В Изином семействе обнаружилась пропажа. За тридцатку он даже подзатыльник не получил. Разговоры разговаривали. Лейнбогены меня искренне интересуют. Владимир Германович среди наших фуражек носит берет. Здоровается с каждым, даже незнакомым. Мадам делает голубой маникюр и – сказала мама – красит ресницы. Я думал, маникюр может быть только красным. Мадам одевала фильдеперсовые чулки. Ноги казались длинней. Изя изъяснил, родители микробиологи. Таинственно.

Постепенно кончились дворовые игры. Уединившись с Изей, говорили о серьезном окружающем мире. Несколько лет назад объявилась Еврейская автономная область на Дальнем Востоке, пятнышко на карте России. Приглашали добровольцев переселенцев. Владимир Генрихович, Мадам и Изя уехали в Биробиджан. Микробиологи там без надобности. Поселили временно в деревне на берегу Амура, определив в рыболовецкую бригаду. Амурский осетр, белуга, горбуша.

Школа в бревенчатом доме. Ребята местные, ни понимания, ни друзей. Каждый день после уроков Изя шел на почту. В лесу было пасмурно и страшно. Не потерять бы узкой тропки. Номер поселковой почты 87. Ночью снилась упавшая набок восьмерка и семерка как виселица. – Проживу 87 лет – рассказывал Изя. – Или 8+7=15. Всего? Отец Изи ждал письма из Москвы. Полтора года прожили на Дальнем Востоке.

Я слушал напряженно. Будто в резиновых сапогах выше колен вхожу в амурскую воду. Вот я на свадьбе. Конечно, фаршированная рыба. Невесте подают рыбью голову. Гости ждут. Если быстро вычистит вилкой и съест, станет хозяйкой семьи, детей нарожает.

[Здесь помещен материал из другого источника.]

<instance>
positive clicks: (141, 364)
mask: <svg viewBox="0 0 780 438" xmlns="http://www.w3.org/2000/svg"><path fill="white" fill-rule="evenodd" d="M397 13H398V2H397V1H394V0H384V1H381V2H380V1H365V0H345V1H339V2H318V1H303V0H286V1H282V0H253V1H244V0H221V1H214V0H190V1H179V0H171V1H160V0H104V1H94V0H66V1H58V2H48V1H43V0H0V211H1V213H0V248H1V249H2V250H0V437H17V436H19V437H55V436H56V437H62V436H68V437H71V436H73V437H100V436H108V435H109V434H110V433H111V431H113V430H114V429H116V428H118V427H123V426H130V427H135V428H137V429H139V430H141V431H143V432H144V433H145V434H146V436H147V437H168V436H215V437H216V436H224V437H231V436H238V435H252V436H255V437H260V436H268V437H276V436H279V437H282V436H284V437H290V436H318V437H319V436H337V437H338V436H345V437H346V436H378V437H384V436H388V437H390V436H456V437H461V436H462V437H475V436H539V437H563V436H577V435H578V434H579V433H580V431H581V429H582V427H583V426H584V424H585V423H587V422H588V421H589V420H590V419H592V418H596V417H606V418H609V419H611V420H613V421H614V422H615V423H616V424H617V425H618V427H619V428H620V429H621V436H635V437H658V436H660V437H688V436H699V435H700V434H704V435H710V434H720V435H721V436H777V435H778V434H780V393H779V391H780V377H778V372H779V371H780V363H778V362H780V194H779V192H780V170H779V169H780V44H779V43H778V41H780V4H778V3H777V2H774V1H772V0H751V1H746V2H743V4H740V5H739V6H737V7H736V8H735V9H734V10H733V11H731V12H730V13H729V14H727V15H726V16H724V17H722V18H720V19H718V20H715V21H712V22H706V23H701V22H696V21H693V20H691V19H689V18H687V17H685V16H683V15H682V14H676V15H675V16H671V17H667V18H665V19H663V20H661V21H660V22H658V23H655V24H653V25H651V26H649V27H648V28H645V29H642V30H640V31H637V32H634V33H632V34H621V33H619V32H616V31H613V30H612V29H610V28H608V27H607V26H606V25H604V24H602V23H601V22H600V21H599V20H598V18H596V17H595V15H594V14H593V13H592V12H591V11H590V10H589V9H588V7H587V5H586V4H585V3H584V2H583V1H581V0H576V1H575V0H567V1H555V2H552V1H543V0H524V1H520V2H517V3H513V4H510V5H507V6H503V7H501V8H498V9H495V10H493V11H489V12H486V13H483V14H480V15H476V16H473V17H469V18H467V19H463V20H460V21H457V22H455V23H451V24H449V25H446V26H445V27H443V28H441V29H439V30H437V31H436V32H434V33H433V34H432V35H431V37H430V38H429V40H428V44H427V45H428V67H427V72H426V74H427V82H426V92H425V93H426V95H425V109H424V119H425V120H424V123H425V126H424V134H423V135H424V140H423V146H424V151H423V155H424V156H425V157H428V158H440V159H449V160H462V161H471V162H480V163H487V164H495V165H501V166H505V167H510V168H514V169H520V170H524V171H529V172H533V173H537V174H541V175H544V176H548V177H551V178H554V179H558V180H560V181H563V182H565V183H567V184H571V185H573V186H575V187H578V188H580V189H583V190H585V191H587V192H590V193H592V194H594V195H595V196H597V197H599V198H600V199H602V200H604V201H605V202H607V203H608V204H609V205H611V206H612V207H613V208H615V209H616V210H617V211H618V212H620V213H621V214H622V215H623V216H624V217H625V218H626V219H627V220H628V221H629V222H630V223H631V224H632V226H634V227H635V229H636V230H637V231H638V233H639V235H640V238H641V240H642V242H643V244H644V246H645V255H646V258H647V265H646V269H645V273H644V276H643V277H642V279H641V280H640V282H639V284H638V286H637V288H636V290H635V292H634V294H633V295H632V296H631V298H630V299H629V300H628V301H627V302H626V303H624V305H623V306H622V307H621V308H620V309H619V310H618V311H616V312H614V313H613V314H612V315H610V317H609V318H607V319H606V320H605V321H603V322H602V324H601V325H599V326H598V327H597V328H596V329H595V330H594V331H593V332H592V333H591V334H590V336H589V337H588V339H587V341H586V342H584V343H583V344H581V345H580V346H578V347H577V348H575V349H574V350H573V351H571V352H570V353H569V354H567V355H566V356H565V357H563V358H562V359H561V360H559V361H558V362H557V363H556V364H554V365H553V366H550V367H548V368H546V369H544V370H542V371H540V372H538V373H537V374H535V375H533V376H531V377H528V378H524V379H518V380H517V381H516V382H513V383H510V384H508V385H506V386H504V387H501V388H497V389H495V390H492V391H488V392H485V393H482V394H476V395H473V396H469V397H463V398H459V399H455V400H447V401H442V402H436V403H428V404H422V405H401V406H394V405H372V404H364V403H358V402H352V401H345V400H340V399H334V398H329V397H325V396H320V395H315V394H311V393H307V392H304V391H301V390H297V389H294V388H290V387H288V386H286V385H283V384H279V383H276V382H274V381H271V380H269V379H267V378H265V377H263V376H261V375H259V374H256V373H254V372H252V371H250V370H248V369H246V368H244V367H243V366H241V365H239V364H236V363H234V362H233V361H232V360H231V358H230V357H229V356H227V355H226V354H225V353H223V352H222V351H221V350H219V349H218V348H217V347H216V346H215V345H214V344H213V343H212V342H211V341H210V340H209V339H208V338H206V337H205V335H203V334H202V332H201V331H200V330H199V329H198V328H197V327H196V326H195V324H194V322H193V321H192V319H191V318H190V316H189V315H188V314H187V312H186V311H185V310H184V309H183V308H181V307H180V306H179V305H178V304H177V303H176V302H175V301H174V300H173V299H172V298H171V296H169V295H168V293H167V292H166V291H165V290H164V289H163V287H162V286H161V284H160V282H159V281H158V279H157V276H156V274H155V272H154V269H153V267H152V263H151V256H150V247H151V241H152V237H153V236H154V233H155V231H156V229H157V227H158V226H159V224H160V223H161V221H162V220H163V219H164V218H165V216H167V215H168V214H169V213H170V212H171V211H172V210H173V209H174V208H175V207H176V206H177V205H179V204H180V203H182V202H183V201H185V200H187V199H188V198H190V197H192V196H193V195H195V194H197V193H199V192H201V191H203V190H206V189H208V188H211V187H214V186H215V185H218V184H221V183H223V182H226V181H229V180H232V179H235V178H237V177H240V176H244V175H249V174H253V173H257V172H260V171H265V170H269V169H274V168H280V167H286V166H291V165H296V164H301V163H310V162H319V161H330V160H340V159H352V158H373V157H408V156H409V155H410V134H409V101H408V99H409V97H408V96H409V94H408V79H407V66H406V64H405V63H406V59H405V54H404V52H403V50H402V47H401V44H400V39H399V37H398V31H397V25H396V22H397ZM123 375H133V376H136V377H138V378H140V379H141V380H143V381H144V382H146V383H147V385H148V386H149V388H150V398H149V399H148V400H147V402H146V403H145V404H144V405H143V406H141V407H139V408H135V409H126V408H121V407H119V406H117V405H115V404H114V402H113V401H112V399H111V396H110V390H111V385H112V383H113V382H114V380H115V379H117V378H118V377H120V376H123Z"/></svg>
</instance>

Я будто жил на третьем этаже за черной дощечкой «В. Г. Лейнбоген». В реальности одну комнату занимали дядя Толя и тетя Аграфена, или Граня. Толя в гражданскую войну командовал красной полуротой. Тихий регулярный алкоголик. В регулярные дни приглашал Владимира Генриховича выпить, и обижался отказом. Тетя Граня высока и толста, не помещается в туалете и дверь не закрывает.

Я хранил и не выдал тайну: Мадам носит на сгибе локтя левой руки коробочку без дна. В ней вши. Напьются ее крови и в лабораторию на подопытные пробы. Как бороться с вшивостью на случай войны.

Началась война и в июле немцы бомбили Москву. Излучина Москвы – реки светлой летней ночью далеко видна, и завод и поселок бомбили часто. Мы хватали одеяла и бегом в Филевский парк. Отец полагал, лес бомбить не станут. Через неделю при налете густо посыпались на парк бомбы. Узнал от взрослых, наши саперы запрудили ничтожную речку Фильку, разлили, как Москва – реку. Фашистские летчики потеряли ориентиры.

Детей вывозят из Москвы. По Первомайской улице подходят автобусы и на тротуаре мы с дерматиновыми чемоданами и печальными родителями. Долго ехали и в сумерках очнулись в покинутом пионерском лагере где – то под Истрой. Пионервожатую тетку лет пятидесяти мы редко видели. Были последние жаркие дни августа. Плавали с Катей и Мариной в теплой речке. У Изи девочки не было, сидел на берегу. Однажды в воде я схватил Марину, прижал к себе и поцеловал. Она вырвалась. – Плебей ты, Вова. – Кто такой Плебей я не знал и не обиделся. Приехали к своим деткам женщины. Мне письмо от мамы. Отец в армии, она едет в эвакуацию со всеми заводскими. Позже писем не стало. Я остался один и плакал по вечерам. Никто будто не замечал. Было уже в нас остервенение, драки за лишнее одеяло, за место в столовой.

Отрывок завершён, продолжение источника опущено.